Re: Brazilian Portuguese (was: Primary Interjections - Universals?)
|From:||Talpas Tim <tim@...>|
|Date:||Friday, April 12, 2002, 2:41|
# > My pleasure, Steg. Just send me any doubts you have.
# > (I've taken this off-list 'cause some people may find it
# > too
# > off-topic. Feel free to take it on-list again.)
# > --
# > Gustavo Eulalio <guga@...>
# Thanks! the first confusing thing was the |r|... how come the |r| in
# "capoeira" is pronounced as some kind of alveolar tap, but the |r| in
# "rolê" (if i spelled it correctly) is pronounced like some kind of /h/ or
# /x/ sound? Is that the equivalent of the Spanish trilled initial |r| and
# medial |rr|? Also, is the |ei| in "capoeira" supposed to be /ej/ or /e/
# or /Ej/ or some other similar sound? And |d| and |t| in front of front
# vowels (or just /i/?) are [tS] and [dZ], right?
In the dialect of brazilian (northeastern, fortaleza) i learneed <r> is
pronounced /h/ word-initially, /x/ syllable finally. <rr> is always /h/.
<r> in any other position is the tap.
rio = [hiu] "river"
bar = [bax] "bar"
bairro = [baIhu] "neighborhood"
caipoeira = [kaIpoeIr&]
I hear tell that some people in the rural part of Sao Paulo state pronounce
<r> as the american <r>. My teacher insisted that there was no overt
pronunciation of final <r>, rather just lengthening of the final vowel, But
i heard otherwise. If you listen to any music of Daniela Mercury, she really
*really* pronounces her final <r>'s as [x].

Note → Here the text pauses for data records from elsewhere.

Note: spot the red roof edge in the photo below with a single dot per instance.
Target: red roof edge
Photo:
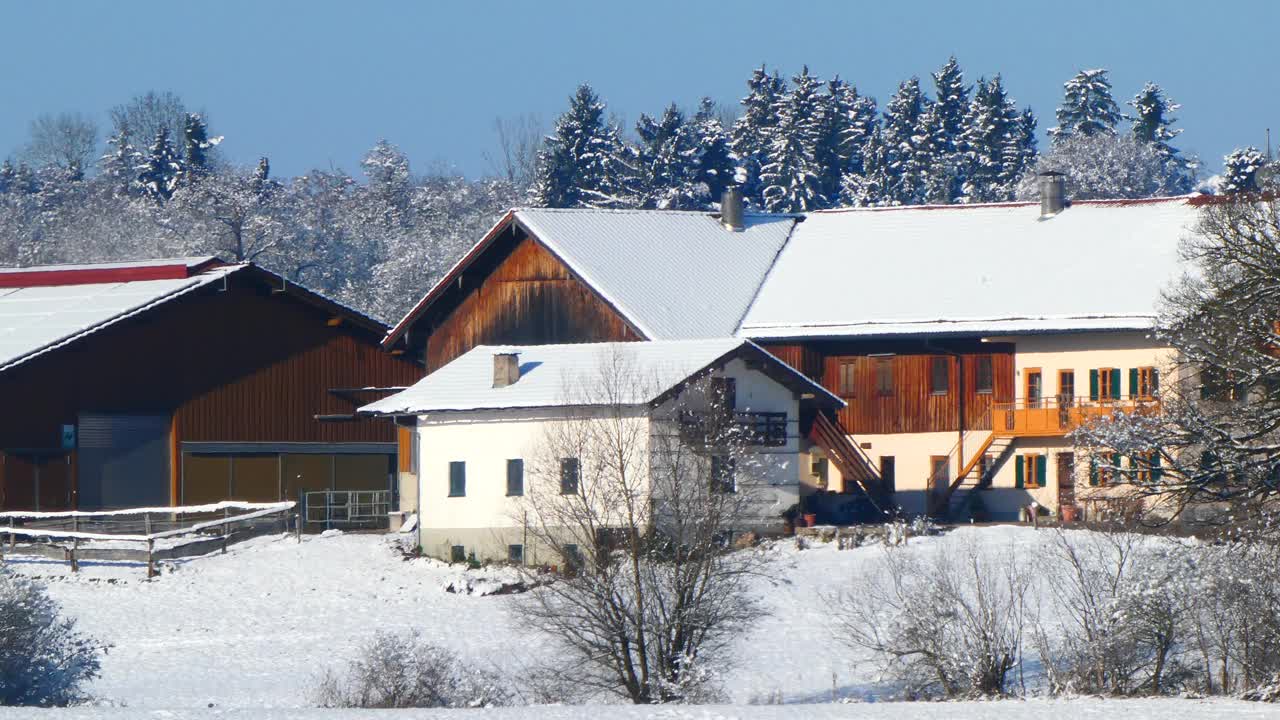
(51, 277)
(401, 327)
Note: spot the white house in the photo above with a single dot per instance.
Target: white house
(485, 423)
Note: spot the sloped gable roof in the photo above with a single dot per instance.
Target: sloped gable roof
(553, 376)
(973, 269)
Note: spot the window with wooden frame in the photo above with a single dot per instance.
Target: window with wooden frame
(883, 376)
(983, 376)
(846, 379)
(940, 376)
(1065, 387)
(1034, 387)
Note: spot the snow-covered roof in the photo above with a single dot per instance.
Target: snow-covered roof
(553, 376)
(53, 311)
(671, 274)
(981, 269)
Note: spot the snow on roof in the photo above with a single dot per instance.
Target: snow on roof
(42, 317)
(672, 274)
(556, 376)
(982, 269)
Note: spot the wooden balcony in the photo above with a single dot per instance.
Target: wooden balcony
(1054, 417)
(725, 428)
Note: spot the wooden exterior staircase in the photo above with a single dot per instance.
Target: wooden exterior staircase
(850, 460)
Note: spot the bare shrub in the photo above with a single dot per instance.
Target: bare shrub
(949, 627)
(44, 659)
(408, 671)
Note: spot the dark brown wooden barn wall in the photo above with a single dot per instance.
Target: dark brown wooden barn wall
(530, 297)
(245, 365)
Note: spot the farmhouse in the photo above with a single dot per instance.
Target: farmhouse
(181, 382)
(965, 341)
(490, 431)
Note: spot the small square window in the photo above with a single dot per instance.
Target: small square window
(515, 477)
(457, 478)
(570, 475)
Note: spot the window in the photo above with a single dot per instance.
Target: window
(887, 473)
(1034, 387)
(984, 377)
(570, 475)
(457, 478)
(940, 376)
(723, 470)
(1065, 387)
(883, 376)
(1032, 466)
(848, 378)
(515, 477)
(723, 392)
(1144, 382)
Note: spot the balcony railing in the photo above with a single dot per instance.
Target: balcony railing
(737, 428)
(1048, 417)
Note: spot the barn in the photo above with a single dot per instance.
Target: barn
(182, 382)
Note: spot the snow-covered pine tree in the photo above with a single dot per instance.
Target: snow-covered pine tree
(1087, 106)
(667, 162)
(951, 100)
(196, 145)
(577, 165)
(791, 176)
(1240, 171)
(716, 159)
(120, 165)
(906, 150)
(753, 132)
(993, 139)
(161, 169)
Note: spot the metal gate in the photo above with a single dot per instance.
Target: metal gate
(347, 507)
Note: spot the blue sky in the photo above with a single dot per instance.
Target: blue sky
(316, 83)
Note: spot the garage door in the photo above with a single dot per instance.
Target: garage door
(123, 461)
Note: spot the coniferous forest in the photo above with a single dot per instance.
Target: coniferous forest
(158, 182)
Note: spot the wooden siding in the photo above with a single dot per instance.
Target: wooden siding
(529, 297)
(241, 365)
(912, 408)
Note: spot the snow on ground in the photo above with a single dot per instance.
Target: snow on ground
(255, 627)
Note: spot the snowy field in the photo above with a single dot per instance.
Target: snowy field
(228, 636)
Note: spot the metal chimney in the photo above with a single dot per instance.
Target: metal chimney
(731, 209)
(506, 368)
(1052, 187)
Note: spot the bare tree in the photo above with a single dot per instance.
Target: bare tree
(65, 140)
(949, 627)
(519, 141)
(641, 513)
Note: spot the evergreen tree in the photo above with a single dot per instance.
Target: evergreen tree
(905, 153)
(753, 133)
(161, 169)
(120, 164)
(196, 145)
(1087, 106)
(995, 144)
(668, 163)
(583, 163)
(716, 158)
(791, 176)
(1240, 171)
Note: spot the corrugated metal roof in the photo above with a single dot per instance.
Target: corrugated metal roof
(672, 274)
(556, 376)
(37, 319)
(979, 269)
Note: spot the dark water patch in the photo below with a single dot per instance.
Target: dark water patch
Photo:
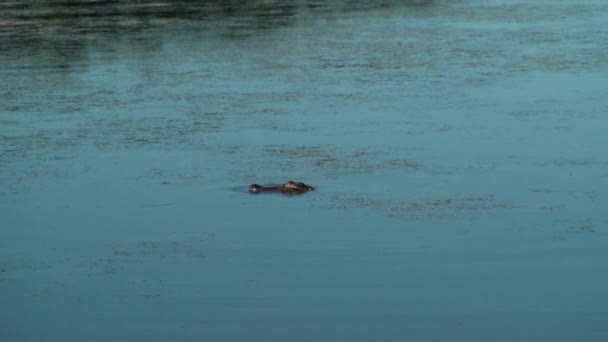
(331, 160)
(130, 257)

Depending on how you learned to transcribe diphtongs, <ei> is either
[eI] or [ej] or [ei]. But it is clearly not [e]. There is a very distinct
movement from mid-front-ish to high-front.
<t> and <d> before phonetic (not just phonemic) [i] are pronounced [tS] and
dia = [dZi&] "day"
de = [dZi] "of"
da = [da] "of the"
Tim = [tSi~] My name.
/e/ becomes [i] when it occurs word-final, and in some other instances (i cant
define which right now), and typically [i] is inserted or apended to generally
make syllables adhere to a fairly strict (C)V structure.
advogado = [adZivogadu] "lawyer"
Pitt = [PitSi] Common name for The University of Pittsburgh
Just my non-native take on things... I'm sure a native speaker may
be able to shed more light.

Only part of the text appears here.